I built a tool specifically for dealing with remote mcp servers via the cli. No config files needed. FUSE (and Bash) is all we need. This way we can still get benefits of discoverability of mcp endpoints, but can use cli tools and bash to do things easier.
This is what I’ve been doing too. Give the LLM a link to an OAS for an API and let it use curl for everything after that. I don’t even wrap the API or use restish all, the LLM knows how to use curl well enough.
This lets me add quick skills that are essentially just: “this is the OAS link, this is how you store and use the authorization, this is when I want you to use it”. That combined with pointing it at the documentation for common workflows and usage examples, and it’s been great.
The only thing I’ve had trouble with is auth really. MCPs are treated as first class citizens by most model provider’s agents and trying to provide a shell-based alternative for hiding the secret credentials from the LLM has been difficult.
thanks for sharing this, it resonates with me. as some other commenters have said, CLIs, cURL, and other shell tools are composable and discoverable. it seems like a good direction.
auth considerations are present in the design of MCP. this, as opposed to the hodgepodge auth story with CLIs. there are APIs that either don't support OAuth or where using bare credentials is more expedient, and using agent-visible env vars is a security incident waiting to happen. but that doesn't necessarily mean we must use MCP. i think it's a matter of time before agentic tools come bundled with a proxy layer from which secrets / env vars can be set and used but not directly read [0].
We also use CLI tools for agents because it is obvious that they are good at it.
Our approach is slightly more complex because we need to supported fully authenticated sessions for end users and for shared credentials. It works by creating scoped API tokens to our service which get bundled into dynamically generated CLI clients. We point the agent to the client and voila. The agent can now run `some-command list-gmail-messages --query "tom"`. The oauth complexities, credential lifecycle and everything is handled automatically by the platform on the fly - it does not matter if the user is on Slack or access the agent through some chat interface or if the agent runs in the background doing work. It just works!
Of all the interface modalities available, CLIs seem like the most natural for copilots to work with. Lots of examples in the training data, universal interface for help, maps well to the sequential nature of token generation, similar syntax for different OSs… I can see them replacing skills and MCP et al from the model’s perspective.
I suspect the main trade-off is structured data versus text parsing.

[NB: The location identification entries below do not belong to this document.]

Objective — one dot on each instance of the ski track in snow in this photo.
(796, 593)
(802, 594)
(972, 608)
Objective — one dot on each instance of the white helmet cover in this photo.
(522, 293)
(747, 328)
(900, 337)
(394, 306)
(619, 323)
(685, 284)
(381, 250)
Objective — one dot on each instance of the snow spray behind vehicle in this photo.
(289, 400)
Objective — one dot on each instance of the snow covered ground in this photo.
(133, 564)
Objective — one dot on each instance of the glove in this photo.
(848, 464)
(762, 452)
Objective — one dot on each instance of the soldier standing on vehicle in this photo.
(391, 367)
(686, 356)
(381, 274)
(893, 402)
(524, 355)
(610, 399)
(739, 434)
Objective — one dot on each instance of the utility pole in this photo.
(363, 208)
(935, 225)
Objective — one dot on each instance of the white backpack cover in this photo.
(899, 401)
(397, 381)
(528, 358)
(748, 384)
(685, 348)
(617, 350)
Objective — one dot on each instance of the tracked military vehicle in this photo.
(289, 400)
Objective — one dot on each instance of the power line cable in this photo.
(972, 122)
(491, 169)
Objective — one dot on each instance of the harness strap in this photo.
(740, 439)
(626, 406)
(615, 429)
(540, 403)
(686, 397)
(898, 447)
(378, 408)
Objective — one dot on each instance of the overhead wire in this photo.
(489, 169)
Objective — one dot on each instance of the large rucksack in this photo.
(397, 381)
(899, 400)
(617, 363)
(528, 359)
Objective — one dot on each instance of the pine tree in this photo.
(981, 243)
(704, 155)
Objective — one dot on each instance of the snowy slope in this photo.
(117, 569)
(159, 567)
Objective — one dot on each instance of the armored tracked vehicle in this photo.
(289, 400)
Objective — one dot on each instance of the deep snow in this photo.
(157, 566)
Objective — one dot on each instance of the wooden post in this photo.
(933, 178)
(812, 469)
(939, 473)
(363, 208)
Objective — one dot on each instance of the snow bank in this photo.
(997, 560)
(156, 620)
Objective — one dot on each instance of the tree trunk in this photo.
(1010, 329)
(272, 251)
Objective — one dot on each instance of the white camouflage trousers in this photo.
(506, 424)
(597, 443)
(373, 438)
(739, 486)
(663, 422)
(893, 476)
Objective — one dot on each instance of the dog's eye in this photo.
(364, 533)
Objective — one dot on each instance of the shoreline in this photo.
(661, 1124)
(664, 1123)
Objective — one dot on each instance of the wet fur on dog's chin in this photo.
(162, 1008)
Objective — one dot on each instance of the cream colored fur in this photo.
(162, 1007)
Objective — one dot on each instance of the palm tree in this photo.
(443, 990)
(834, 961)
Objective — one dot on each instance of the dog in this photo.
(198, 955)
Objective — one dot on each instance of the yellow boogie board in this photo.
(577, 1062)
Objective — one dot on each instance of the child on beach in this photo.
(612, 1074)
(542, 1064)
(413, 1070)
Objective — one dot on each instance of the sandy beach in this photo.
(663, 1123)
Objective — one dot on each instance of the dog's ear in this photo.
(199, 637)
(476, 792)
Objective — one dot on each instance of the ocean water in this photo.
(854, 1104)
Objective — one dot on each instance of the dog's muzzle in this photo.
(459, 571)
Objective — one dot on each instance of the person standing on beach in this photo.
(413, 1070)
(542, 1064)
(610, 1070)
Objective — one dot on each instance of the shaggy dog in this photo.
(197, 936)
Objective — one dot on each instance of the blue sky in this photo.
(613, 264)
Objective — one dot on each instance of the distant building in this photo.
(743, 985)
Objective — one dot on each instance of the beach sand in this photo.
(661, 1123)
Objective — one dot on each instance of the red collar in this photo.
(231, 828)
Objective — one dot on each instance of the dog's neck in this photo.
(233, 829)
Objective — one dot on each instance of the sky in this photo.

While CLIs are composable, relying on stdout is brittle for anything complex. MCP enforces a schema (types), which acts as a contract between the model and your backend. If you're building reliable pipelines rather than just one-off scripts, that structure is pretty critical to avoid parsing errors downstream.
It has been fascinating watching the cargo cult fall progressively deeper into AI psychosis. The amount of fanfare and marketing around different ways of writing text files is impressive. Still no amazing real-world software that anybody actually uses made by vibe coding, but boy are there options for writing .md files. Just a couple of years ago, I never could've imagined how far .md-writing technology would've advanced. The future is now.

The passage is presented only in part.